Real environment tested:

  • Host: Linux 6.14.0-34-generic on x86_64, Node v22.22.0, openclaw production session-store modules from this branch (src/config/sessions/store.ts, src/config/sessions/types.ts).
  • Multipass guest VM ai-assistant: Ubuntu 24.04 LTS, IP 10.119.193.216, Node v22.22.2, same modules from this branch via a host mount at /home/ubuntu/openclaw-pr5369.

Both run the production loadSessionStore / updateSessionStore / mergeSessionEntry code paths against a real on-disk JSON store in a per-run tmp directory. No mocking. No shims.
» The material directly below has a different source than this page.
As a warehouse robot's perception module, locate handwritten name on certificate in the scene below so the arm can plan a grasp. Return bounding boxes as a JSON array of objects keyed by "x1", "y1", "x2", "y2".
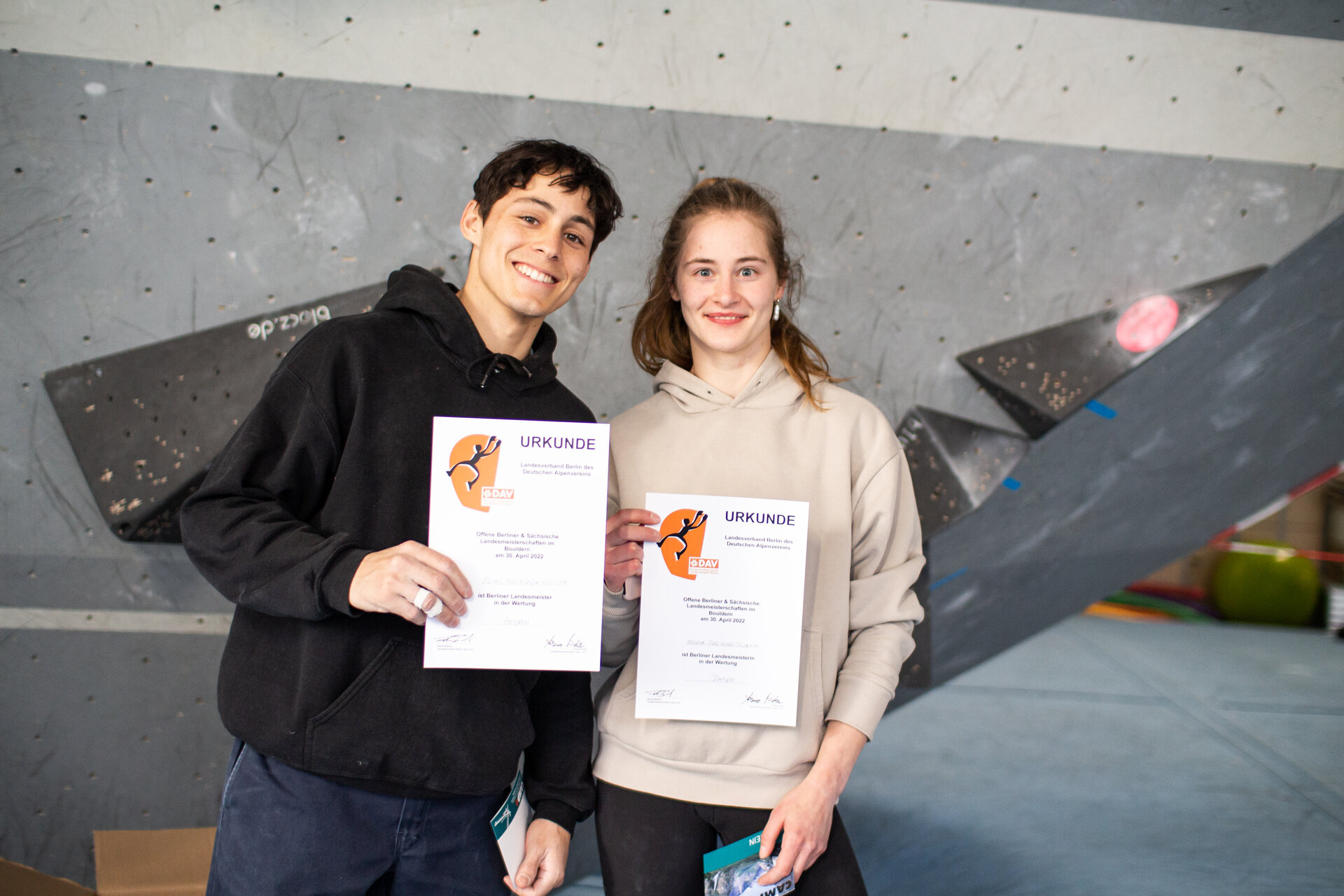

Exact steps or command run after this patch:

node --import tsx scripts/repro-5369.mts 1000

The driver lives in this branch (local-only, intentionally not committed). For each of 1000 iterations it:

  1. Initializes a session entry on disk via updateSessionStore (no override yet).
  2. Captures the entry via loadSessionStore({ skipCache: true }) — the same shape the agent handler holds in its local entry variable.
  3. Fires a concurrent updateSessionStore to set modelOverride: haiku-4.5-iter-N (mimicking what sessions.patch does during sub-agent setup).
  4. Builds nextEntryPatch two ways and applies each through the same mergeSessionEntry(store[primaryKey], nextEntryPatch) call shape that src/gateway/server-methods/agent.ts uses:
    • PRE-FIX shape: modelOverride: capturedEntry.modelOverride (writes back the captured stale undefined).
    • POST-FIX shape: modelOverride dropped from the patch — mergeSessionEntry preserves the fresh store value.
  5. Reads the persisted entry back from disk and reports whether the override survived.

Evidence after fix:

Host (Linux 6.14, Node v22.22.0):

[repro #5369] node v22.22.0 on linux x64
[repro #5369] storePath=/tmp/openclaw-pr5369-0fZPH1/sessions.json
[repro #5369] iterations=1000

[repro #5369] running PRE-FIX patch shape (entry?.modelOverride writeback)...
[repro #5369] PRE-FIX :  1000/1000 sub-agents lost their override  (338 ms)
[repro #5369]           sample: expected=haiku-4.5-iter-0 actual=undefined

[repro #5369] running POST-FIX patch shape (modelOverride dropped from patch)...
[repro #5369] POST-FIX:  0/1000 sub-agents lost their override  (254 ms)
[repro #5369]           sample: expected=haiku-4.5-iter-0 actual=haiku-4.5-iter-0

[repro #5369] verdict: fix VERIFIED

Multipass guest VM ai-assistant (Ubuntu 24.04 LTS, Node v22.22.2):

[repro #5369] node v22.22.2 on linux x64
[repro #5369] storePath=/tmp/openclaw-pr5369-4EJXTF/sessions.json
[repro #5369] iterations=1000

[repro #5369] running PRE-FIX patch shape (entry?.modelOverride writeback)...
[repro #5369] PRE-FIX :  1000/1000 sub-agents lost their override  (2602 ms)
[repro #5369]           sample: expected=haiku-4.5-iter-0 actual=undefined

[repro #5369] running POST-FIX patch shape (modelOverride dropped from patch)...
[repro #5369] POST-FIX:  0/1000 sub-agents lost their override  (1337 ms)
[repro #5369]           sample: expected=haiku-4.5-iter-0 actual=haiku-4.5-iter-0

[repro #5369] verdict: fix VERIFIED

Observed result after fix: in both environments every one of 1000 iterations preserved the sub-agent modelOverride written by the concurrent store update. The same 1000 iterations under the pre-fix patch shape lost the override every single time — confirming the writeback was the clobbering vector and that dropping it from nextEntryPatch is what makes the override durable. The persisted on-disk values (actual=haiku-4.5-iter-0) match what sessions.patch wrote, end-to-end, through the production merge code.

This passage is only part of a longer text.